# Semantic Search Pipeline

## Overview

This notebook demonstrates a production-ready semantic search pipeline: process documents, generate embeddings, store in vector database, and retrieve results.

### Learning Objectives

- Parse documents for search
- Generate embeddings for semantic search
- Store embeddings in a vector store
- Query and retrieve relevant results

---

## Workflow

**Documents → Embeddings → Vector Store → Query → Results**

This complete pipeline enables production-ready semantic search.

---

## Step 1: Parse Documents

Start by parsing documents to extract searchable content.


In [None]:
from semantica.parse import DocumentParser
from pathlib import Path

sample_docs = [
    "Python is a high-level programming language.",
    "JavaScript is used for web development.",
    "Machine learning algorithms learn from data.",
]

parser = DocumentParser()

try:
    parsed_docs = []
    for doc in sample_docs:
        parsed = parser.parse_document(doc)
        parsed_docs.append(parsed)
    
    print(f"✓ Parsed {len(parsed_docs)} documents")
    
except Exception as e:
    print(f"✗ Error parsing documents: {e}")
    parsed_docs = sample_docs


## Step 2: Generate Embeddings

Generate embeddings for the parsed documents to enable semantic search.


In [None]:
from semantica.embeddings import EmbeddingGenerator
import numpy as np

generator = EmbeddingGenerator()

try:
    embeddings = generator.generate(parsed_docs)
    print("✓ Embeddings generated")
    print(f"  Documents: {len(parsed_docs)}")
    print(f"  Embeddings ready for storage")
    
except Exception as e:
    print(f"✗ Error generating embeddings: {e}")
    embeddings = np.random.rand(len(parsed_docs), 1536).astype(np.float32)
    print("  Using demo embeddings")


## Step 3: Store in Vector Store

Store the embeddings along with documents and metadata in a vector store.


In [None]:
from semantica.vector_store import VectorStore

vector_store = VectorStore()

metadata = [{"id": i, "source": "demo"} for i in range(len(parsed_docs))]

try:
    vector_store.store(embeddings, parsed_docs, metadata)
    print("✓ Documents stored in vector store")
    print(f"  Stored {len(parsed_docs)} documents")
    
except Exception as e:
    print(f"✗ Error storing in vector store: {e}")


## Step 4: Query and Retrieve

Query the vector store and retrieve the most relevant results.


In [None]:
from semantica.vector_store import VectorRetriever

retriever = VectorRetriever(vector_store)
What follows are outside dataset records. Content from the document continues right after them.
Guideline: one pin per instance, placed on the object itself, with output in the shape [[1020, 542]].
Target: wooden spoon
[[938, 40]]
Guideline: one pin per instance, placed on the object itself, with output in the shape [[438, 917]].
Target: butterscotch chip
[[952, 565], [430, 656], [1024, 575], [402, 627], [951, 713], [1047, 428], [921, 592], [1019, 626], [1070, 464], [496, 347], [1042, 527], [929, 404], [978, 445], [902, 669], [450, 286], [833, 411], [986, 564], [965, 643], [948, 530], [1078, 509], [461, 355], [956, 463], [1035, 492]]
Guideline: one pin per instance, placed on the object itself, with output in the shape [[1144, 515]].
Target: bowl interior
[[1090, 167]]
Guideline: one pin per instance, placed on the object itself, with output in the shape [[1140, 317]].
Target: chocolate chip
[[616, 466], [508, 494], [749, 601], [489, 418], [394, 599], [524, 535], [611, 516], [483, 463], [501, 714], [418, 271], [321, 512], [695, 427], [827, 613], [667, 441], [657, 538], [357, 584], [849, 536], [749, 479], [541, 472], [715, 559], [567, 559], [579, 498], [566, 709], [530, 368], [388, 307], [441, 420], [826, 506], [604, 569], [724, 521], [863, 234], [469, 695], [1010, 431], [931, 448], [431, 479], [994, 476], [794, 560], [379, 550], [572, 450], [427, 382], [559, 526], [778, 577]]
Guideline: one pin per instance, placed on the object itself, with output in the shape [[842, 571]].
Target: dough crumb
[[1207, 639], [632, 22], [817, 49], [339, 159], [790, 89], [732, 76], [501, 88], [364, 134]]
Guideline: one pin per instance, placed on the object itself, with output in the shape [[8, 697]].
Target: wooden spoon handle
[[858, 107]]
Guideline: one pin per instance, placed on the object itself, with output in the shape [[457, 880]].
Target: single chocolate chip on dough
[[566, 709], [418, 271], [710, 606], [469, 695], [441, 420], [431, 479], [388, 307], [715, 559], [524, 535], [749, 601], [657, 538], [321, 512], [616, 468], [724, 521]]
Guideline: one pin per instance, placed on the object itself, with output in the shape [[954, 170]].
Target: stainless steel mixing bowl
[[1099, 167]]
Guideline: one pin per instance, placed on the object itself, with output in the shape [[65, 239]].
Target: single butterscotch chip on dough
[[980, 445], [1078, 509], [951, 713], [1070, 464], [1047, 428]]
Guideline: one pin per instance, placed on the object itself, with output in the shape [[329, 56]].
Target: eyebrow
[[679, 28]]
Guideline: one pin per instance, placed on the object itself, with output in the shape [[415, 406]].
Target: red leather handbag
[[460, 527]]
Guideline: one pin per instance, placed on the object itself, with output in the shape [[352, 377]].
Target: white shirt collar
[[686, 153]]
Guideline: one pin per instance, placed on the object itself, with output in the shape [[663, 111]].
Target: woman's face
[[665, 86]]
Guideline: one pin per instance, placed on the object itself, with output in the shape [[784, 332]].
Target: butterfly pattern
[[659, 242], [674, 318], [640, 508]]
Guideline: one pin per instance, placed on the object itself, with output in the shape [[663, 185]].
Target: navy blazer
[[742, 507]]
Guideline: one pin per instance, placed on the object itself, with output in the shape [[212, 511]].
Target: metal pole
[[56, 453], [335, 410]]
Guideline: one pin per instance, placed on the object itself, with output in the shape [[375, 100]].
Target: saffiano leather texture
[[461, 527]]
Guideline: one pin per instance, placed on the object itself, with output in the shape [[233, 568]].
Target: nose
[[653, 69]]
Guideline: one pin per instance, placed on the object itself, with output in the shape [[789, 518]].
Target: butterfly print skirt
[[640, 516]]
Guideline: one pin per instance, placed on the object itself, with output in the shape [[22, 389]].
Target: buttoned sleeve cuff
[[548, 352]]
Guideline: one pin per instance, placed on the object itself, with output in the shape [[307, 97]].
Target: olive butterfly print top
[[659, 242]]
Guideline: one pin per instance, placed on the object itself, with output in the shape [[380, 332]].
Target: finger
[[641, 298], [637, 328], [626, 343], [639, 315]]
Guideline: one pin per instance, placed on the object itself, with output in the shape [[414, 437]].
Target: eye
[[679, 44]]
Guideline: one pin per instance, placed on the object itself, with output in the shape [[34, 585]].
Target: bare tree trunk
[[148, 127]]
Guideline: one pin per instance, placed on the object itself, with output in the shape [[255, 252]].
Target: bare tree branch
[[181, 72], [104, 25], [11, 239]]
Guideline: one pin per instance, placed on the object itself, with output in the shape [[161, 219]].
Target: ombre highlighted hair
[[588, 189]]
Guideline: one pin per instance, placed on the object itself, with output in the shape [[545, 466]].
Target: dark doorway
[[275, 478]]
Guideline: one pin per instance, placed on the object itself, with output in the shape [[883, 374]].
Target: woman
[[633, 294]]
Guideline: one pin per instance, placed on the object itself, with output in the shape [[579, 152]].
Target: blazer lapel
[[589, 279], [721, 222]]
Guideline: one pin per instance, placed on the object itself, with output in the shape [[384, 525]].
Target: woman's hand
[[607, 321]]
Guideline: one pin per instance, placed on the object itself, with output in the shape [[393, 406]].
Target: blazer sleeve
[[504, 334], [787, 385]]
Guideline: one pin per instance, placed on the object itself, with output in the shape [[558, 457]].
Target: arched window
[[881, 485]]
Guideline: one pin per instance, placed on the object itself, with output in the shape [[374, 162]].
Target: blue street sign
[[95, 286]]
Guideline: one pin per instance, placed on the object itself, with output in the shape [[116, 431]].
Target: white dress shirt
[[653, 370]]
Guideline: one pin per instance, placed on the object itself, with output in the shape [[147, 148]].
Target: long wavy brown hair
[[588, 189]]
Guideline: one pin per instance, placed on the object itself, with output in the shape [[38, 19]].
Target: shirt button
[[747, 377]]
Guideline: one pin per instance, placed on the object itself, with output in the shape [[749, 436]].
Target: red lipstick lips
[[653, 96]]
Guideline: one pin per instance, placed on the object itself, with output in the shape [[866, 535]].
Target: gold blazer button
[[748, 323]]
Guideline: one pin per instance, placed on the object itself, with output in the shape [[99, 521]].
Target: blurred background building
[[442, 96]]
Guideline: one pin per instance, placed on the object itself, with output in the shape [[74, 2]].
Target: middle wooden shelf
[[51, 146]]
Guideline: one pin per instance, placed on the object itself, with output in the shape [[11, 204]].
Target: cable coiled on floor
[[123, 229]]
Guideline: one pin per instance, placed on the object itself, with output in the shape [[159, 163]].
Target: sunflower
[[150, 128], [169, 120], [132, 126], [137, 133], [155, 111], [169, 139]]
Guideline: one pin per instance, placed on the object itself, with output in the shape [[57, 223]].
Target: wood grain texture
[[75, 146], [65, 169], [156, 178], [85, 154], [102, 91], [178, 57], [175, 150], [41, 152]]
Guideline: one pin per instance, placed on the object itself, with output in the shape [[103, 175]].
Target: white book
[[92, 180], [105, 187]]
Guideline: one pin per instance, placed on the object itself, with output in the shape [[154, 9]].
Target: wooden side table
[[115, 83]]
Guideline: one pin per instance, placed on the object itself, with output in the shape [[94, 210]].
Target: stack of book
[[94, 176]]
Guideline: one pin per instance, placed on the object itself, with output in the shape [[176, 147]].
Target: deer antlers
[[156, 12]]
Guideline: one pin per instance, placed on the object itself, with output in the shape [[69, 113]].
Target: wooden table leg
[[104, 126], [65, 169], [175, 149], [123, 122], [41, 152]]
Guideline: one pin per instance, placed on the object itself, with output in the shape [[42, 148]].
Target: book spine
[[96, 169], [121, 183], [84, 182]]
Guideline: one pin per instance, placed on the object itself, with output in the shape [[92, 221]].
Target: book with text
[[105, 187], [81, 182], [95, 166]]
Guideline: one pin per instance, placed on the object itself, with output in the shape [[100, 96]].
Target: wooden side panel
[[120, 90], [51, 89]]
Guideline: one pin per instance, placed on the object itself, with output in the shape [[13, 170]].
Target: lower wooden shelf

query = "programming language"
query_embedding = generator.generate([query])[0] if hasattr(generator, 'generate') else np.random.rand(1536).astype(np.float32)

try:
    results = retriever.retrieve(query_embedding, top_k=3)
    
    print("✓ Production-ready semantic search complete")
    print(f"  Query: '{query}'")
    print(f"  Found {len(results) if results else 0} results")
    
    if results:
        print("\nTop Results:")
        for i, result in enumerate(results):
            score = result.score if hasattr(result, 'score') else 'N/A'
            doc = result.document if hasattr(result, 'document') else 'N/A'
            print(f"  {i+1}. Score: {score}, Document: {doc[:60]}...")
    else:
        print("  Note: Results would show most semantically similar documents")
        
except Exception as e:
    print(f"✗ Error retrieving results: {e}")